Ms. Williams says she was initially interested in surgery but became more enamored
with primary care after her first clinical clerkship in family medicine, with her
father. “I really became attached to the patients. I enjoyed getting to know them
outside of just reading their charts, and that’s what planted the seeds of primary
care.”
As she prepares to leave PCOM and start her residency in family medicine at St. Joseph
Medical Center in Reading, Pennsylvania, Ms. Williams says she is interested in perhaps
one day opening her own practice, and feels that earning her MBA along with her DO
will fully prepare her to do so. “Physicians should have an understanding of the business
side of the industry, too,” she says.
“I have so many visions as to the type of practice I want to have,” she adds. “The
industry is moving toward focusing on wellness rather than medication, and I’m really
appreciative of the practices that focus on that.”
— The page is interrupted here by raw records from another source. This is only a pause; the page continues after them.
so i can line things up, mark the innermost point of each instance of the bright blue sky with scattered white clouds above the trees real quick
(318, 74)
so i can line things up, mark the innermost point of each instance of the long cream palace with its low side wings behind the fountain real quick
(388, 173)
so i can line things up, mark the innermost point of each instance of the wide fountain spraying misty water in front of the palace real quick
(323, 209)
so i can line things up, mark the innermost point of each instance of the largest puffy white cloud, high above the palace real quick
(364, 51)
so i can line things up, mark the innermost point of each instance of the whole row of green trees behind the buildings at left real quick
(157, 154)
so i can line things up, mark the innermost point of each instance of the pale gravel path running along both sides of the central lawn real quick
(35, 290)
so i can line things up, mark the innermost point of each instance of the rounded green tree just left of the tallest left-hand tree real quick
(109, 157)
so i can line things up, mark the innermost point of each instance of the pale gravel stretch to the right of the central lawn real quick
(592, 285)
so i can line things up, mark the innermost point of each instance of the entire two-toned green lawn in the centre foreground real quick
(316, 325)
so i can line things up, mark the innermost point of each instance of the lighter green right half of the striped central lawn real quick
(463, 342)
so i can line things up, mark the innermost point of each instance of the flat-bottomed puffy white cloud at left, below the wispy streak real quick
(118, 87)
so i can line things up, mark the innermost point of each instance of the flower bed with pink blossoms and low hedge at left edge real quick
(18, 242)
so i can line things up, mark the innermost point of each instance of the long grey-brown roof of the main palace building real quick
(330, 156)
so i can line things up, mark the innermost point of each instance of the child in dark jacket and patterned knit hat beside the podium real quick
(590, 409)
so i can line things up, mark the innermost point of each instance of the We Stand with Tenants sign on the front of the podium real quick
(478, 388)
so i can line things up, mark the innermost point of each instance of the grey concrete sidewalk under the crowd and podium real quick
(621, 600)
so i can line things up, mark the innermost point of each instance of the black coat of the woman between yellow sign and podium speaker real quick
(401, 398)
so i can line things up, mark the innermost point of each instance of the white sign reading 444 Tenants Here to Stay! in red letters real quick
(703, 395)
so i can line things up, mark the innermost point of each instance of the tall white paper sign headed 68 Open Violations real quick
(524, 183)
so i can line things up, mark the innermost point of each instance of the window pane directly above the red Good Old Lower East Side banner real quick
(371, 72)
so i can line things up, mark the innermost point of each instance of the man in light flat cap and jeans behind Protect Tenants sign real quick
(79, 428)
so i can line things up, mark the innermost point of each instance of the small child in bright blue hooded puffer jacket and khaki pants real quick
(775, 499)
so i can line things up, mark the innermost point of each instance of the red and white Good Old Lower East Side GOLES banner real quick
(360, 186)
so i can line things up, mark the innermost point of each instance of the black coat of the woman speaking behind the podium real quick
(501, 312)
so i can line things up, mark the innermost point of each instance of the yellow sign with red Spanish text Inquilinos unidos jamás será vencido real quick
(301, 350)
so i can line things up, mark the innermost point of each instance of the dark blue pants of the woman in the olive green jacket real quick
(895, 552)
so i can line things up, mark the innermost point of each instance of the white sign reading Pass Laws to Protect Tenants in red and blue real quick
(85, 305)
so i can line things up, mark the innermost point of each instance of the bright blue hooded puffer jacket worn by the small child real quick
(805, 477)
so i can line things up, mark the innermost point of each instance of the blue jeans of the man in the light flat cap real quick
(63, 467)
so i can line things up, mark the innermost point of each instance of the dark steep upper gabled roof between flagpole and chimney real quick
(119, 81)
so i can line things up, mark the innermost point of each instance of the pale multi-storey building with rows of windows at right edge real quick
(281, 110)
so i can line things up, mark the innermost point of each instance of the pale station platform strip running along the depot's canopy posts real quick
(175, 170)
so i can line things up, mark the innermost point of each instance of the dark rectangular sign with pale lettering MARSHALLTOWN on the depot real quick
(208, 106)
Ms. Williams says she has always been athletic—in fact, she competed in her first
body building competition in May, the Ms. Natural Philly Competition—and wants to
incorporate her love of fitness into the care of her patients.
“Nutrition, education, and fitness are cornerstones of staying healthy,” she says.
“One of the main reasons I wanted to compete in Ms. Natural Philly was to use that
as a platform, to spread that message to others.”